Hey,
Thanks for the followup and sorry for not being totally clear. Here
is an explicit example:
A user saves a search for "elasticsearch AND cool" to be alerted on.
Every time a new document comes in, for every user query registered,
we run against that doc, so a new doc id of 1 comes in, we end up
with:
(elasticsearch AND cool) AND (_id:1)
I'm considering wrapping each part in a filter query for the least
overhead. At the moment these are two separate querystrings, but it'd
be easy to update on my side to make the _id match a termquery.
Like I said, not efficient, but simple to understand and work with.

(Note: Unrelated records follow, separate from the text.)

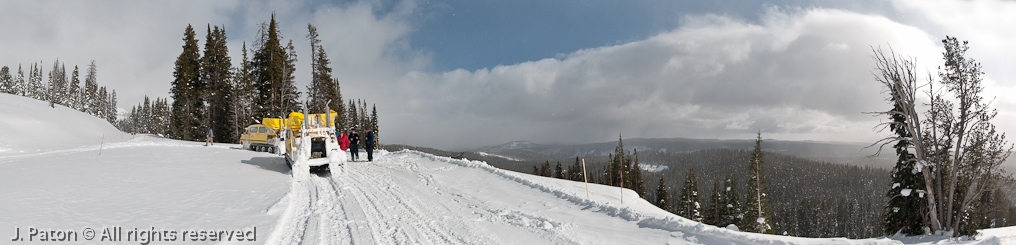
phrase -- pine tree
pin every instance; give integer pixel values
(20, 85)
(6, 81)
(690, 205)
(662, 196)
(91, 89)
(244, 94)
(575, 172)
(734, 212)
(323, 89)
(374, 125)
(545, 170)
(36, 87)
(903, 211)
(757, 207)
(559, 171)
(188, 108)
(637, 184)
(215, 66)
(712, 211)
(58, 84)
(74, 98)
(272, 69)
(111, 108)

If it matches we fire an alert.
I believe that any of the alerting should be done from outside the ES
realm and think (I really haven't looked, we have some custom setup)
the alerting could be handled with a RabbitMQ setup or similar.
What would be cool, but I have no idea the feasibility of would to:
- Register queries against an index
- When a document is indexed have details in the return citing which
queries the document matched against
- The application logic then handles any alerting or other actions
Thanks,
Paul
On Nov 4, 1:01 pm, Shay Banon shay.ba...@elasticsearch.com wrote:
Hey,
On Thu, Nov 4, 2010 at 5:36 PM, Paul ppea...@gmail.com wrote:
Hello,
We have a system where we check every new document that comes in
against a large number of saved users queries. We do this, now, by
running the <USER_QUERY> AND . It isn't the most
efficient setup, since for every doc, we need to run every saved user
query.
What is exactly the NEWDOCUMENT part? How do you create it?
So, I there are two questions:
- Within ES, is there a different approach that could be taken to
streamline?
There are different ways to implement this internally, certainly with lower
overhead than doing what you are doing now. One of the main problems here
is the messaging aspect, which have different additional features. Can
messages be lost? are duplicates allowed? If the client is down (registered
to receive notifications), do docs need to be replayed for him? And, of
course, actually implementing the notification aspect protocol wise.... .
- When running the USER_QUERY AND NEWDOC query, what kind of caching
makes the most sense? From my limited understanding, I think it'd make
sense to filtercache both the USERQUERY and the NEWDOC query, since
both of these should get repeated multiple times.
Depends on what the answer for NEWDOC is...., is it a term query with the
doc id?
Thanks!
Paul